The hospital said it was “grateful” for the shift, while a leading People’s Vote campaigner said he believed it would increase the focus on the demonstration’s importance.
“We’ve got a new date for one of the biggest and perhaps most important demonstrations our country has ever seen,” Labour MP David Lammy said.
“We’re changing the date because we’re determined to change the course of history. This is a march for our future, our country and our democracy.”
Mr Lammy said the Brexit crisis now boiled down to “a simple question”, adding: “Can we allow Boris Johnson to force no-deal – or another scorched earth form of Brexit – on our country, without all of us having our voice heard?”
Mr Johnson has promised a “do or die” Brexit on Halloween, even if, as now seems near-certain, he cannot strike a fresh deal with the EU.
Staging the march on 19 October also means it will be held just 24 hours after the end of a crucial European Council meeting, which is likely to be the last chance of a last-gasp deal.
Otherwise, Mr Johnson is insisting on a crash-out 12 days later, unless a cross-party alliance of MPs can find a route to thwart him, in a showdown No 10 expects to take place on 9 September.
'Let Us Be Heard' follows the 'Put It To The People' demonstration on 23 March, when up to 1 million took the Final Say message onto the streets of the capital.

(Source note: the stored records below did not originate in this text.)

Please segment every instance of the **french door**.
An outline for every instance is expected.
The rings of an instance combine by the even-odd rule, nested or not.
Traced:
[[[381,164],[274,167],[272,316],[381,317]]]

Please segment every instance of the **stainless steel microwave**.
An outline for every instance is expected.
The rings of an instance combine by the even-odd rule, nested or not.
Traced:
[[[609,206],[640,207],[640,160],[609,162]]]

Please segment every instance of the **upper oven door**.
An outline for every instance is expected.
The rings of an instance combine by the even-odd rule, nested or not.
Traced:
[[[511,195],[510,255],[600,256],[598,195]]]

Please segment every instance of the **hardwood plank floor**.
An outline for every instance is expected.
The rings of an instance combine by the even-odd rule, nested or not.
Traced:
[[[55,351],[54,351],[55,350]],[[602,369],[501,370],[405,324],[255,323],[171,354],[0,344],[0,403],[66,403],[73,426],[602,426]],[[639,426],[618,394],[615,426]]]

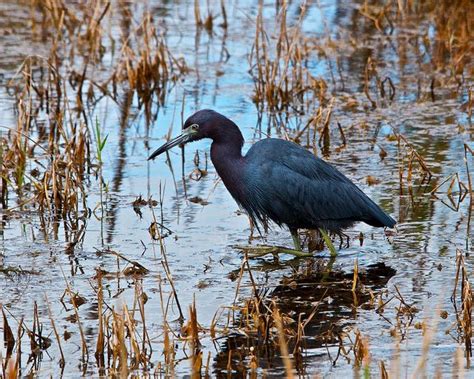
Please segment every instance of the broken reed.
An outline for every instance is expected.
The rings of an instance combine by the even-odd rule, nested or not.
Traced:
[[[460,292],[460,307],[458,306],[458,291]],[[466,366],[470,368],[472,358],[472,287],[465,265],[464,253],[461,250],[456,250],[456,278],[451,301],[456,312],[456,326],[460,342],[464,343]]]
[[[3,342],[6,347],[6,356],[2,356],[1,369],[3,378],[17,378],[22,376],[22,362],[24,362],[23,353],[28,352],[28,362],[30,369],[26,374],[27,376],[34,375],[41,365],[43,359],[43,352],[46,351],[53,343],[53,341],[45,335],[44,324],[40,320],[40,313],[38,311],[38,305],[36,302],[33,304],[33,320],[32,326],[29,328],[23,322],[23,317],[18,320],[13,315],[5,312],[5,307],[0,306],[2,309],[3,316]],[[17,324],[17,332],[13,333],[12,322],[14,320]],[[22,340],[24,337],[28,337],[29,348],[24,347]]]
[[[410,141],[401,133],[393,130],[393,139],[398,147],[398,176],[400,195],[404,194],[405,185],[408,193],[413,198],[414,195],[424,193],[430,188],[433,173],[424,157],[417,151]],[[413,191],[415,187],[416,191]]]

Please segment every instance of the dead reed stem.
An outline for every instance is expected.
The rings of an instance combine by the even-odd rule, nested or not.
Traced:
[[[273,319],[275,320],[276,327],[278,329],[278,343],[280,346],[280,353],[285,365],[285,373],[287,378],[294,378],[293,375],[293,364],[288,352],[288,345],[285,340],[285,330],[283,328],[283,322],[280,315],[280,311],[276,307],[276,304],[273,304]]]
[[[48,296],[46,295],[46,293],[44,294],[44,298],[45,298],[45,301],[46,301],[46,305],[48,306],[48,315],[49,315],[49,320],[51,321],[51,326],[52,326],[53,331],[54,331],[54,336],[56,337],[56,341],[58,342],[59,353],[61,354],[61,358],[59,359],[59,367],[64,368],[64,366],[66,364],[66,359],[64,357],[63,348],[61,346],[61,338],[59,336],[58,330],[56,329],[56,324],[55,324],[54,319],[53,319],[53,314],[51,312],[51,306],[49,304]]]

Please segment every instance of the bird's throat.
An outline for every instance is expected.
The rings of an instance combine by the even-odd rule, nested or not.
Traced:
[[[227,190],[238,200],[245,166],[241,145],[214,141],[211,145],[211,160]]]

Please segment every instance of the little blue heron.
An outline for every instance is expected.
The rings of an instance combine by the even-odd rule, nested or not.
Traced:
[[[148,159],[203,138],[212,139],[212,163],[239,206],[255,225],[268,219],[286,225],[296,250],[301,250],[300,228],[341,233],[358,221],[376,227],[396,224],[341,172],[296,143],[266,138],[242,156],[239,127],[213,110],[194,113],[182,134]]]

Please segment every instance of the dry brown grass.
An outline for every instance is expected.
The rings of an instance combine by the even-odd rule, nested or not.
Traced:
[[[255,43],[249,55],[255,84],[253,101],[260,112],[306,114],[314,103],[326,101],[326,82],[313,77],[306,68],[309,49],[301,32],[305,11],[303,5],[299,21],[288,27],[287,6],[283,2],[278,14],[280,28],[273,42],[274,36],[267,34],[264,25],[260,2]]]
[[[109,82],[116,99],[118,88],[124,84],[137,95],[138,108],[143,107],[149,126],[156,117],[154,106],[164,105],[170,85],[188,68],[184,59],[175,58],[170,52],[164,35],[153,25],[151,14],[145,13],[142,20],[131,35],[123,37],[120,58]]]

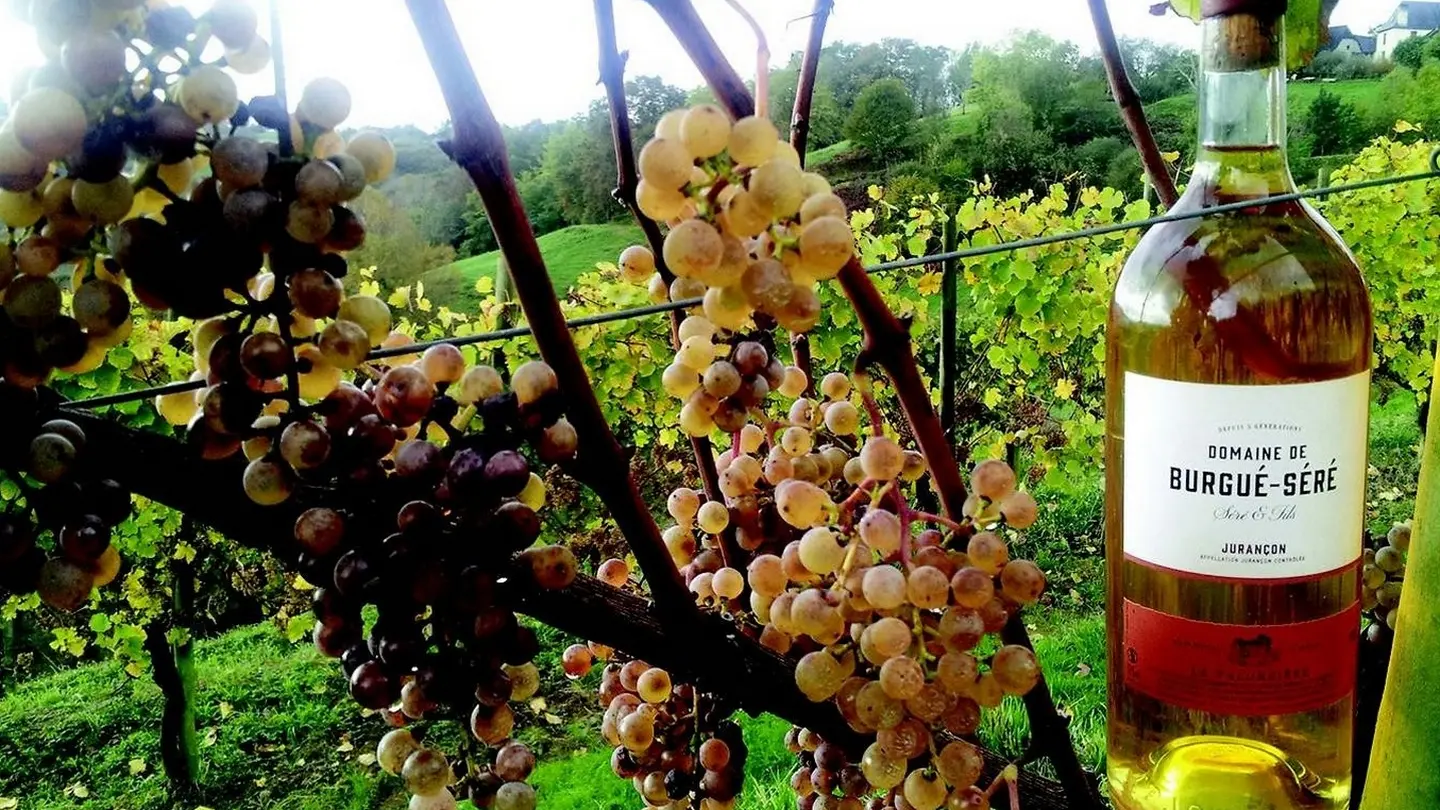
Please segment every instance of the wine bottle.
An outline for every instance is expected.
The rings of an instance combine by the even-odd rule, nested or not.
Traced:
[[[1284,0],[1206,0],[1176,210],[1293,191]],[[1158,225],[1106,334],[1110,795],[1349,806],[1372,322],[1301,201]]]

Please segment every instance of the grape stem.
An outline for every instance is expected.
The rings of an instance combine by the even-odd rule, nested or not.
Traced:
[[[770,43],[765,39],[765,31],[750,12],[740,5],[740,0],[725,0],[726,5],[735,9],[750,30],[755,33],[755,109],[759,115],[766,115],[770,109]]]
[[[937,523],[950,529],[951,531],[958,533],[964,533],[969,531],[969,527],[965,524],[953,521],[950,518],[945,517],[944,515],[937,515],[932,512],[922,512],[918,509],[909,508],[907,508],[905,511],[909,514],[911,518],[921,521],[923,523]]]
[[[850,519],[855,513],[855,507],[859,506],[861,501],[869,497],[870,493],[867,489],[874,487],[878,483],[880,482],[874,478],[866,478],[860,482],[859,486],[855,487],[854,492],[851,492],[845,500],[840,502],[840,528],[843,531],[850,531]]]
[[[810,14],[810,37],[805,41],[805,55],[800,60],[800,79],[795,88],[795,106],[790,113],[790,145],[800,156],[805,168],[805,148],[810,137],[810,104],[815,97],[815,75],[820,70],[820,49],[825,43],[825,24],[835,0],[815,0]],[[815,377],[811,371],[810,336],[804,332],[790,334],[790,359],[805,372],[805,396],[815,395]]]
[[[859,360],[856,360],[859,365]],[[875,389],[869,372],[855,371],[855,388],[860,392],[860,401],[865,405],[865,414],[870,419],[870,435],[885,435],[885,414],[880,411],[880,403],[875,401]]]
[[[665,280],[665,286],[669,287],[675,280],[675,274],[671,273],[665,264],[665,240],[660,235],[660,226],[645,216],[635,200],[640,173],[635,165],[635,143],[630,131],[629,105],[625,98],[625,57],[620,54],[615,37],[613,0],[595,0],[595,32],[600,46],[600,83],[605,86],[605,98],[610,108],[610,132],[615,141],[614,196],[630,210],[631,216],[645,234],[645,242],[655,257],[655,269]],[[670,344],[676,348],[680,346],[680,322],[684,317],[680,310],[670,313]],[[705,489],[705,498],[724,503],[724,493],[720,491],[720,473],[715,469],[715,454],[710,438],[691,436],[690,449],[695,457],[695,469],[700,473],[701,485]],[[725,527],[720,533],[720,557],[725,565],[732,568],[743,567],[746,563],[747,555],[736,542],[735,528],[732,526]],[[748,583],[746,588],[749,588]]]

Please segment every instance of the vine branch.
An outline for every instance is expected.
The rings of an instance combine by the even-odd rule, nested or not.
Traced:
[[[1140,162],[1145,166],[1145,175],[1150,185],[1166,208],[1175,207],[1179,194],[1175,191],[1175,179],[1160,156],[1160,147],[1155,143],[1155,133],[1145,117],[1145,106],[1125,70],[1125,60],[1120,56],[1120,44],[1115,41],[1115,26],[1110,22],[1110,9],[1105,0],[1086,0],[1090,4],[1090,19],[1095,23],[1095,37],[1100,40],[1100,57],[1105,62],[1105,77],[1110,80],[1110,94],[1120,107],[1120,117],[1130,131],[1130,140],[1140,153]]]
[[[453,122],[450,155],[470,175],[484,203],[496,241],[510,266],[510,279],[540,349],[555,370],[579,435],[579,468],[587,485],[609,507],[649,583],[660,615],[677,631],[693,624],[699,610],[685,587],[660,529],[640,497],[630,464],[575,349],[555,288],[540,257],[540,246],[510,172],[500,123],[495,119],[443,0],[407,0],[411,19],[430,58]]]
[[[815,98],[815,75],[820,70],[820,49],[825,44],[825,24],[835,0],[815,0],[810,14],[810,38],[805,41],[805,55],[800,61],[800,79],[795,85],[795,107],[790,113],[790,145],[805,167],[805,148],[810,139],[810,105]],[[815,395],[814,363],[810,357],[810,336],[804,332],[790,335],[790,353],[797,368],[805,372],[805,396]]]
[[[645,234],[650,252],[655,256],[655,269],[660,272],[668,286],[675,275],[665,264],[665,239],[660,235],[660,226],[645,216],[635,200],[635,189],[640,182],[640,173],[635,166],[635,141],[630,130],[629,103],[625,98],[625,57],[615,36],[614,0],[595,0],[595,32],[600,45],[600,82],[605,86],[605,97],[610,106],[610,132],[615,140],[615,197],[635,218],[635,223]],[[680,346],[680,321],[684,313],[673,310],[670,313],[670,343]],[[705,489],[705,499],[724,503],[720,492],[720,473],[715,469],[715,453],[708,436],[691,436],[690,449],[695,456],[695,468]],[[725,564],[743,568],[745,554],[735,542],[735,529],[726,527],[720,535],[720,553]]]

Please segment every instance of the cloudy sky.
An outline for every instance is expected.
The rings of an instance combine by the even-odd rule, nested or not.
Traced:
[[[209,2],[178,0],[202,11]],[[419,38],[401,0],[273,0],[284,21],[291,98],[317,76],[343,81],[354,96],[347,124],[416,124],[431,129],[447,117]],[[1148,14],[1151,0],[1110,0],[1121,36],[1193,43],[1191,23]],[[804,47],[812,0],[747,0],[766,31],[774,61]],[[269,31],[266,3],[261,30]],[[722,0],[695,0],[716,40],[742,73],[753,73],[754,38]],[[1358,30],[1388,16],[1395,0],[1340,0],[1332,20]],[[25,65],[41,61],[31,32],[0,4],[0,92]],[[672,84],[701,83],[683,51],[642,0],[615,0],[621,49],[628,72],[658,74]],[[565,118],[600,96],[589,0],[451,0],[456,25],[500,120],[520,124]],[[996,42],[1020,29],[1039,29],[1093,51],[1094,32],[1081,0],[837,0],[826,31],[834,42],[909,37],[926,45],[960,48]],[[243,97],[269,91],[268,71],[245,77]]]

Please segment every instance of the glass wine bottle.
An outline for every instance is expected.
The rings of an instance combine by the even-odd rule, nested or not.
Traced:
[[[1177,210],[1294,190],[1283,0],[1208,0]],[[1348,807],[1371,311],[1304,202],[1153,228],[1107,331],[1110,795]]]

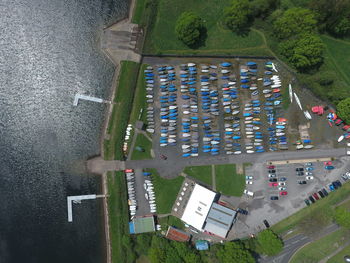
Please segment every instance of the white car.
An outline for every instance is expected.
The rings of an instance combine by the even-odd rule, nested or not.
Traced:
[[[305,174],[306,175],[312,175],[312,172],[306,172]]]
[[[275,178],[276,175],[275,174],[269,174],[269,178]]]
[[[245,181],[245,184],[253,184],[253,181]]]
[[[253,180],[253,176],[248,176],[248,175],[246,175],[246,176],[245,176],[245,179],[246,179],[246,180]]]
[[[278,185],[279,185],[279,186],[285,186],[286,183],[285,183],[285,182],[279,182]]]
[[[312,179],[314,179],[313,176],[306,176],[306,180],[312,180]]]
[[[287,190],[287,188],[280,186],[280,187],[278,187],[278,190],[279,191],[285,191],[285,190]]]
[[[251,197],[254,196],[254,193],[252,191],[248,191],[247,189],[244,189],[243,193]]]

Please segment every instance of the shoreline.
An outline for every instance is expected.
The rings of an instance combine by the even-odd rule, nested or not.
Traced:
[[[103,31],[109,29],[109,28],[113,28],[115,26],[117,26],[120,23],[131,23],[131,18],[132,18],[132,14],[135,8],[135,3],[136,0],[130,0],[130,4],[129,4],[129,11],[127,13],[127,17],[124,19],[121,19],[119,21],[117,21],[116,23],[104,28]],[[119,61],[115,61],[113,59],[113,56],[109,54],[109,52],[103,48],[101,48],[102,52],[112,61],[112,63],[115,65],[115,71],[113,74],[113,79],[112,79],[112,88],[111,88],[111,92],[110,92],[110,96],[109,96],[109,100],[113,101],[115,94],[117,92],[117,88],[118,88],[118,80],[119,80],[119,74],[120,74],[120,62],[121,59]],[[105,119],[104,119],[104,123],[102,126],[102,133],[101,133],[101,137],[100,137],[100,152],[101,152],[101,156],[102,158],[104,157],[104,140],[105,138],[107,138],[109,135],[107,133],[107,128],[108,128],[108,123],[110,121],[111,118],[111,114],[112,114],[112,110],[113,110],[113,104],[109,104],[107,109],[106,109],[106,113],[105,113]],[[110,239],[110,225],[109,225],[109,210],[108,210],[108,184],[107,184],[107,172],[102,174],[102,194],[106,196],[106,198],[103,198],[103,210],[104,210],[104,231],[105,231],[105,242],[106,242],[106,262],[107,263],[112,263],[112,247],[111,247],[111,239]]]

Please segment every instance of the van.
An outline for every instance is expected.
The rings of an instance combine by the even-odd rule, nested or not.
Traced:
[[[248,191],[247,189],[244,189],[243,193],[250,196],[250,197],[254,196],[254,193],[252,191]]]

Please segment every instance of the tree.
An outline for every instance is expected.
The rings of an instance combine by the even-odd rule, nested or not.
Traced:
[[[253,0],[250,3],[254,17],[267,17],[276,9],[278,1],[276,0]]]
[[[227,242],[216,253],[220,263],[254,263],[252,254],[239,242]]]
[[[316,30],[315,14],[304,8],[288,9],[273,24],[274,33],[280,39],[287,39],[299,34],[312,33]]]
[[[337,36],[348,35],[350,33],[350,19],[347,17],[341,18],[333,27],[333,33]]]
[[[341,100],[337,105],[337,114],[346,123],[350,123],[350,98]]]
[[[261,231],[257,239],[263,253],[268,256],[277,255],[283,249],[283,241],[270,229]]]
[[[232,31],[240,33],[249,27],[251,14],[248,0],[234,0],[224,11],[224,23]]]
[[[187,46],[198,43],[203,31],[202,19],[192,12],[182,13],[176,21],[176,35]]]
[[[323,62],[324,44],[319,36],[304,34],[279,44],[280,52],[300,72],[308,71]]]

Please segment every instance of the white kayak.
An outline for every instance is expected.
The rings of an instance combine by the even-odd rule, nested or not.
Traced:
[[[344,140],[345,136],[344,135],[341,135],[339,138],[338,138],[338,142],[341,142],[342,140]]]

More than 100,000 demonstrators joined the first People’s Vote march in June 2018, some 700,000 took part in the 'March for the Future' in October 2018.
The next rally is intended to be the culmination of a nationwide campaign in cities and towns around the UK being staged throughout this summer.
Organisations behind it include youth groups For Our Future’s Sake (FFS) and Our Future, Our Choice as well as the European Movement, Open Britain, Wales for Europe, Scotland for a People’s Vote, People’s Vote North, Wales for Europe, Ethnic Minorities for a People’s Vote, LGBT+ for a People’s Vote and more than 100 grassroots groups from Aberdeen to Cornwall.